Note here that at this time there were 13 diesel switchers and 26 steam switchers, along with nine Consolidations and a Mogul also assigned to yard service, to do the division’s switching. In addition to large yards at Bayshore and Santa Clara, division point yards at Watsonville Junction, San Luis Obispo and Santa Barbara had to be worked.
The second page, page 12 of the booklet, shows the remaining engines.
It is interesting, looking at these two pages, to see the large number of Consolidations, and the relatively small number of cab-forwards at this time, and only five A-B-B-A sets of F units. That would change as dieselization proceeded, because the new F units were preferentially assigned at first in desert and mountain regions, where their tractive effort and absence of water consumption made them big advances over steam power. Meanwhile, the displaced steam gradually migrated into California on the lesser gradient areas, including Coast Division.
Commute service on this division accounts for the substantial number of Pacifics, Mountains and GS 4-8-4s on the roster, relative to most other SP divisions at the time.
I have chosen my locomotive numbers from these assignments, combined with examination of yard and roundhouse photos at San Luis Obispo, the nearest locomotive facility to my layout’s mythical Santa Rosalia Branch. Among the Consolidations listed on page 11, you can see numbers 2592, 2752, and 2829, all of which are on my layout. I also have an S-2 diesel switcher no. 1389, which as you can see was also on this division. The booklet shown above is for 1950, but in 1953 these same engines were still at San Luis Obispo.
I discussed these same issues, and showed a San Luis roundhouse photo, in the post cited at the top of this post, along with showing a 1952 locomotive assignment sheet. One of the truly distinctive locomotives assigned for years at San Luis Obispo was Consolidation 2592. In the last years of its active life, it had a “whaleback” tender inherited from an early cab-forward. Here is one view of the engine switching at San Luis Obispo, taken in January 1954 by Rod Crossley. Note that the road name on the side of the tender is smaller than was standard after 1946.

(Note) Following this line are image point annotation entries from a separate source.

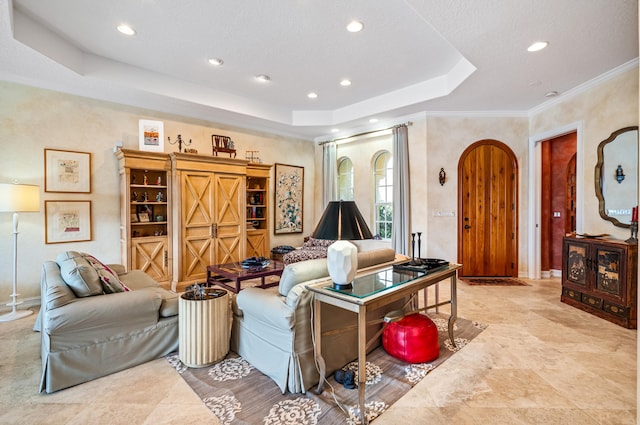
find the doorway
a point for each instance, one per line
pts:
(487, 220)
(534, 227)
(558, 200)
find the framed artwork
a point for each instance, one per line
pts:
(151, 136)
(67, 221)
(289, 196)
(67, 171)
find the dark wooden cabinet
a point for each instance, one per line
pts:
(599, 276)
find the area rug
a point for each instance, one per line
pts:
(238, 394)
(494, 281)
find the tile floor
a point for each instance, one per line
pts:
(538, 362)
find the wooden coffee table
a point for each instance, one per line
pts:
(236, 273)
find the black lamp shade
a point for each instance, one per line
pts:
(342, 220)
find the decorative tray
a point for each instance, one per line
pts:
(424, 265)
(253, 262)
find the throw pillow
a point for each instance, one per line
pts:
(78, 274)
(111, 283)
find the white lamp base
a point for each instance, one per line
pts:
(342, 262)
(15, 315)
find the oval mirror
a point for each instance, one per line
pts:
(616, 176)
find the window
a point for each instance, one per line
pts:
(345, 179)
(383, 196)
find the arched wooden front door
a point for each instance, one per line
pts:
(488, 213)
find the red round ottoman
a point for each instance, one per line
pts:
(413, 339)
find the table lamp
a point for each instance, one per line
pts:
(17, 198)
(342, 221)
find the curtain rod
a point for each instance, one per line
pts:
(408, 123)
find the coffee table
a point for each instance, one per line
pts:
(236, 273)
(370, 292)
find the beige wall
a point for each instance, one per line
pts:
(438, 141)
(447, 138)
(601, 110)
(32, 119)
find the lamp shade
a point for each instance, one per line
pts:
(19, 197)
(342, 220)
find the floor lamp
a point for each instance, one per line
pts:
(17, 198)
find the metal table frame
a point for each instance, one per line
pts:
(379, 299)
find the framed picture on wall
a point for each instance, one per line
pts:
(67, 171)
(151, 134)
(67, 221)
(289, 197)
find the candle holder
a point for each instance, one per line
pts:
(634, 233)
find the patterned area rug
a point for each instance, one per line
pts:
(488, 281)
(237, 393)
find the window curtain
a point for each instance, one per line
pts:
(329, 174)
(401, 201)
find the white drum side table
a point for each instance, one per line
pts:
(203, 327)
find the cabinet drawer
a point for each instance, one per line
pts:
(615, 309)
(572, 293)
(592, 301)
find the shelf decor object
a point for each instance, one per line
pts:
(17, 198)
(289, 197)
(67, 171)
(67, 221)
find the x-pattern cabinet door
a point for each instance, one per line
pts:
(211, 221)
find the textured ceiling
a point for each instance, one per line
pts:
(412, 56)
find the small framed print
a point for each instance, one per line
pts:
(67, 221)
(67, 171)
(151, 136)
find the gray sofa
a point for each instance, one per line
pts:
(95, 320)
(273, 330)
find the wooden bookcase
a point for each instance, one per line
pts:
(257, 209)
(145, 224)
(183, 212)
(599, 276)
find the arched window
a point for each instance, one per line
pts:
(345, 179)
(383, 194)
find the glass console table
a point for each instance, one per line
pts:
(372, 291)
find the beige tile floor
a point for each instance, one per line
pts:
(538, 362)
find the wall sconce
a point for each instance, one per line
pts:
(619, 174)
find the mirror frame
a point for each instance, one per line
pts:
(598, 178)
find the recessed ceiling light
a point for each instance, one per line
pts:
(355, 26)
(538, 45)
(126, 29)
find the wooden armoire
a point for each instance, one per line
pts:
(211, 217)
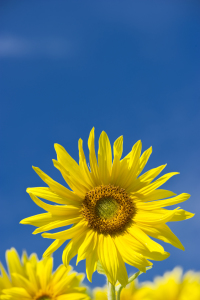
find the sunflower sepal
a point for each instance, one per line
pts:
(119, 287)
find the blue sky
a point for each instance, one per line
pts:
(131, 68)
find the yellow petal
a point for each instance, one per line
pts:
(104, 158)
(38, 220)
(67, 234)
(63, 210)
(168, 202)
(153, 195)
(24, 283)
(73, 296)
(5, 279)
(83, 165)
(181, 215)
(57, 224)
(88, 245)
(158, 216)
(72, 248)
(46, 193)
(130, 256)
(31, 275)
(91, 264)
(18, 293)
(144, 180)
(141, 236)
(154, 185)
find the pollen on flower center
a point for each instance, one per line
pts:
(108, 209)
(45, 297)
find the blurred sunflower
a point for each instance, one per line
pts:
(174, 286)
(113, 210)
(133, 291)
(30, 279)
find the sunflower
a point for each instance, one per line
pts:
(133, 291)
(31, 279)
(176, 286)
(112, 208)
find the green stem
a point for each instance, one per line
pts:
(111, 291)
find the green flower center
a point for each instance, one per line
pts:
(106, 208)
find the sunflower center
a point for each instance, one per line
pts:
(108, 209)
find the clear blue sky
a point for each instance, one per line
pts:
(130, 68)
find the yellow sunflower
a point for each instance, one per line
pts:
(174, 286)
(113, 210)
(133, 291)
(30, 279)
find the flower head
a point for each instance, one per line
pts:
(112, 207)
(174, 286)
(30, 279)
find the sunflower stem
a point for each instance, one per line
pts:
(111, 291)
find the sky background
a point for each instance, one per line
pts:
(131, 68)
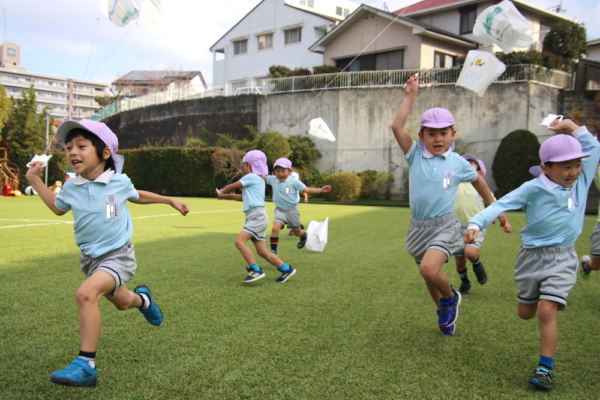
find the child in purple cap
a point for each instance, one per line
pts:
(554, 205)
(286, 195)
(467, 204)
(255, 228)
(435, 173)
(98, 198)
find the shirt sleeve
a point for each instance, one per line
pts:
(514, 200)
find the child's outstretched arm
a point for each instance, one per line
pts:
(486, 194)
(153, 198)
(47, 195)
(226, 192)
(398, 125)
(324, 189)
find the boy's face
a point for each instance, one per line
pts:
(437, 140)
(282, 173)
(82, 157)
(476, 166)
(565, 173)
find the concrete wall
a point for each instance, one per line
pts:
(165, 122)
(361, 118)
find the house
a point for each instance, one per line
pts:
(385, 41)
(458, 17)
(594, 49)
(179, 84)
(275, 32)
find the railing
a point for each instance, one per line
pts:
(434, 76)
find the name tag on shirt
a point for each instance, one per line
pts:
(447, 183)
(111, 204)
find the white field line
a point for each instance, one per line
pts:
(53, 222)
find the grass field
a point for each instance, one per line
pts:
(355, 322)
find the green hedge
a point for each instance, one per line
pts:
(345, 186)
(171, 171)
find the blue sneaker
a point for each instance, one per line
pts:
(449, 310)
(152, 313)
(302, 241)
(286, 275)
(543, 378)
(253, 275)
(78, 373)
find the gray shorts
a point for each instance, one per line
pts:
(256, 223)
(546, 273)
(595, 241)
(289, 216)
(119, 263)
(441, 233)
(477, 244)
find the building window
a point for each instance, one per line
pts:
(240, 47)
(265, 41)
(468, 15)
(293, 36)
(442, 60)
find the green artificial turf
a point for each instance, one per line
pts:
(355, 322)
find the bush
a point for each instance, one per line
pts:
(345, 186)
(274, 145)
(518, 151)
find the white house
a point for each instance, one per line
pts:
(275, 32)
(458, 17)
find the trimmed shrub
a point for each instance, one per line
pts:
(345, 186)
(518, 151)
(274, 145)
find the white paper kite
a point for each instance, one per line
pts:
(317, 235)
(43, 158)
(504, 25)
(551, 118)
(480, 70)
(122, 12)
(318, 128)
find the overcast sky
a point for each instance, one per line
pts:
(56, 37)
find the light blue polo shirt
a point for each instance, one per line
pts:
(286, 194)
(253, 192)
(434, 181)
(101, 219)
(554, 213)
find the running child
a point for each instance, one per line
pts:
(286, 195)
(467, 204)
(554, 205)
(435, 172)
(98, 198)
(253, 195)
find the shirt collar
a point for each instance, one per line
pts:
(105, 177)
(550, 184)
(427, 154)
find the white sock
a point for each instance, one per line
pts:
(145, 301)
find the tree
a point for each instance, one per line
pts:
(518, 151)
(566, 39)
(5, 107)
(25, 130)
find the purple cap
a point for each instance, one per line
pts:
(283, 163)
(99, 129)
(258, 160)
(471, 157)
(561, 148)
(437, 118)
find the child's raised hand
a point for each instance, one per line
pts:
(181, 206)
(471, 236)
(35, 170)
(412, 85)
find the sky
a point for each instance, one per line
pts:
(72, 39)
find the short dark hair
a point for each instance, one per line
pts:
(98, 144)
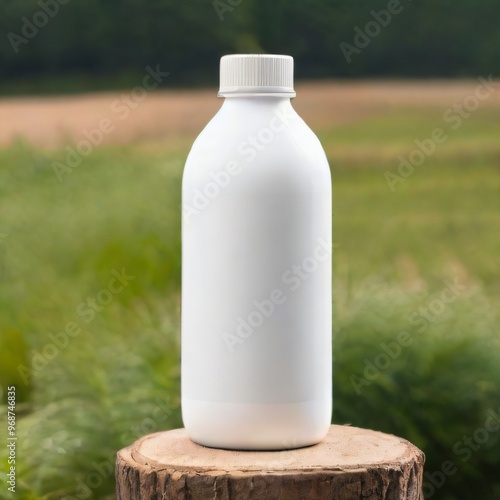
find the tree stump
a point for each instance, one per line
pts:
(349, 464)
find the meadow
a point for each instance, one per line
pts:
(90, 297)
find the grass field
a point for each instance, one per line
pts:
(96, 366)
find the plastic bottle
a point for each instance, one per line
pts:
(256, 268)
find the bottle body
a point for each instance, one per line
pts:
(256, 282)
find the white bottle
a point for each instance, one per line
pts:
(256, 268)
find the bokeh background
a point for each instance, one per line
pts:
(404, 98)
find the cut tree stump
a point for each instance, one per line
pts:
(349, 464)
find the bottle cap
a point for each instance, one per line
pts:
(256, 74)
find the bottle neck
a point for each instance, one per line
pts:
(269, 101)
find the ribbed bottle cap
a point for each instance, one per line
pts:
(260, 74)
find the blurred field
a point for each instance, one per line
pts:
(118, 212)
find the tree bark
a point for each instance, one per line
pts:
(349, 464)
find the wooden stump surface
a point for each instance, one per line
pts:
(349, 464)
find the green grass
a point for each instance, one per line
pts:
(395, 253)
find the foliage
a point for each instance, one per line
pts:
(99, 43)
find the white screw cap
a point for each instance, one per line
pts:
(256, 74)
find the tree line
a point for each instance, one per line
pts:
(328, 38)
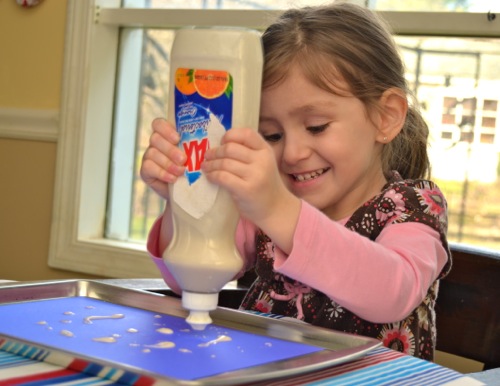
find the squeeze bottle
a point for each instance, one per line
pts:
(215, 84)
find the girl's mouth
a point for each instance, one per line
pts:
(309, 176)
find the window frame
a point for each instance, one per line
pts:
(86, 119)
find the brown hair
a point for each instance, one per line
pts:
(347, 42)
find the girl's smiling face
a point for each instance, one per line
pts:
(325, 145)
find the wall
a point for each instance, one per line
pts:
(31, 62)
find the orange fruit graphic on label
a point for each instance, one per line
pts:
(212, 84)
(184, 81)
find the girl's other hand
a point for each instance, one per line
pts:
(245, 165)
(163, 161)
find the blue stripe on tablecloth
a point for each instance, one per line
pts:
(12, 360)
(391, 373)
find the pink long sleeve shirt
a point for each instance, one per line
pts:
(382, 278)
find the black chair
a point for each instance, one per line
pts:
(468, 306)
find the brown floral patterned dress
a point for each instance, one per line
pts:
(400, 201)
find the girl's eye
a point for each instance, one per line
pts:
(272, 137)
(317, 129)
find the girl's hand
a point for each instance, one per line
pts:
(245, 165)
(163, 161)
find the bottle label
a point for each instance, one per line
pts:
(203, 107)
(203, 112)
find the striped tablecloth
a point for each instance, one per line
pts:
(29, 366)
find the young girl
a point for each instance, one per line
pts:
(336, 218)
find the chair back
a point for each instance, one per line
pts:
(468, 306)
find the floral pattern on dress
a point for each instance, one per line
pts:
(398, 337)
(400, 201)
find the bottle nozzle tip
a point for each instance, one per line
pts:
(198, 320)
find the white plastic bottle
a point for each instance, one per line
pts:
(215, 85)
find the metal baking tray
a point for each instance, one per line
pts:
(145, 333)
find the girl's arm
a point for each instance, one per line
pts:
(381, 281)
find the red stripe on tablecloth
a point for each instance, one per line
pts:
(78, 365)
(37, 377)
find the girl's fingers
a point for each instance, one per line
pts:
(244, 136)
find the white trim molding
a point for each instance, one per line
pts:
(31, 125)
(77, 239)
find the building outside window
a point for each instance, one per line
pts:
(116, 83)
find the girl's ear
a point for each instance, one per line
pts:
(393, 108)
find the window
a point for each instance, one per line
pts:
(116, 69)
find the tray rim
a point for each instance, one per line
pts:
(353, 346)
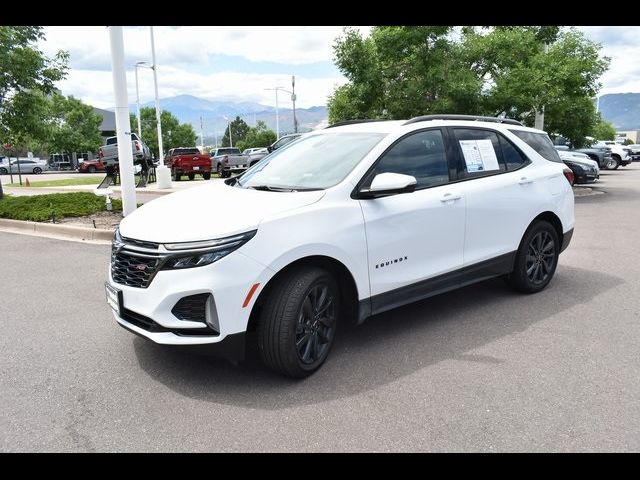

This locomotive is Class C-9, built by Baldwin in 1906, and like many Harriman Consolidations, so useful that it remained in service when newer and more modern engines were going to scrap.
Here is my model of SP 2592, switching on my layout at Ballard. This model combines a Key brass SP 2-8-0 with a Westside brass tender, making this a distinctive locomotive. Today it also has DCC and sound, thanks to Al Massi.
This single locomotive example illustrates one way to use the assignment sheets, combined with photographic evidence of how locomotives were configured and even lettered, to provide a realistic part of a layout locomotive fleet.